Introduced in: v3.10.0

Type: uint64

The number of result rows after which a spillover from RAM to disk happens for intermediate results (threshold per query executor).

Default: 5000000


--temp.path

Type: string

The path for temporary files.

Default: ""

Show details…

ArangoDB uses the path for storing temporary files, for extracting data from uploaded zip files (e.g. for Foxx services), and other things.

Ideally, the temporary path is set to an instance-specific subdirectory of the operating system’s temporary directory. To avoid data loss, the temporary path should not overlap with any directories that contain important data, for example, the instance’s database directory.

If you set the temporary path to the same directory as the instance’s database directory, a startup error is logged and the startup is aborted.

Transaction

--transaction.streaming-idle-timeout

Introduced in: v3.8.0

Type: double

The idle timeout (in seconds) for Stream Transactions.

Default: 60

Effective on Coordinators and Single Servers only.

Show details…

Stream Transactions automatically expire after this period when no further operations are posted into them. Posting an operation into a non-expired Stream Transaction resets the transaction’s timeout to the configured idle timeout.
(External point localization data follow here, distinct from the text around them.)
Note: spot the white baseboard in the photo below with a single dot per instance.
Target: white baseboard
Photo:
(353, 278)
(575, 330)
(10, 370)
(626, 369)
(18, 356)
--transaction.streaming-lock-timeout

Introduced in: v3.6.5, v3.7.1

Type: double

The lock timeout (in seconds) in case of parallel access to the same Stream Transaction.

Default: 8

TTL

--ttl.frequency

Type: uint64

The frequency (in milliseconds) for the TTL background thread invocation (0 = turn the TTL background thread off entirely).

Default: 30000

Show details…

The lower this value, the more frequently the TTL background thread kicks in and scans all available TTL indexes for expired documents, and the earlier the expired documents are actually removed.


--ttl.max-collection-removes

Type: uint64

The maximum number of documents to remove per collection in each invocation of the TTL thread.

Default: 1000000

Show details…

You can configure this value separately from the total removal amount so that the per-collection time window for locking and potential write-write conflicts can be reduced.


--ttl.max-total-removes

Type: uint64

The maximum number of documents to remove per invocation of the TTL thread.

Default: 1000000

Show details…

In order to avoid “random” load spikes by the background thread suddenly kicking in and removing a lot of documents at once, you can cap the number of to-be-removed documents per thread invocation.

The TTL background thread goes back to sleep once it has removed the configured number of documents in one iteration. If more candidate documents are left for removal, they are removed in subsequent runs of the background thread.

Web Interface

--web-interface.proxy-request-check

Type: boolean

Enable proxy request checking.

This option can be specified without a value to enable it.

Default: true

Effective on Coordinators and Single Servers only.


--web-interface.trusted-proxy

Type: string…

The list of proxies to trust (can be IP or network). Make sure --web-interface.proxy-request-check is enabled.

Default: []

Effective on Coordinators and Single Servers only.


--web-interface.version-check

Type: boolean

Alert the user if new versions are available.

This option can be specified without a value to enable it.

Default: true

Effective on Coordinators and Single Servers only.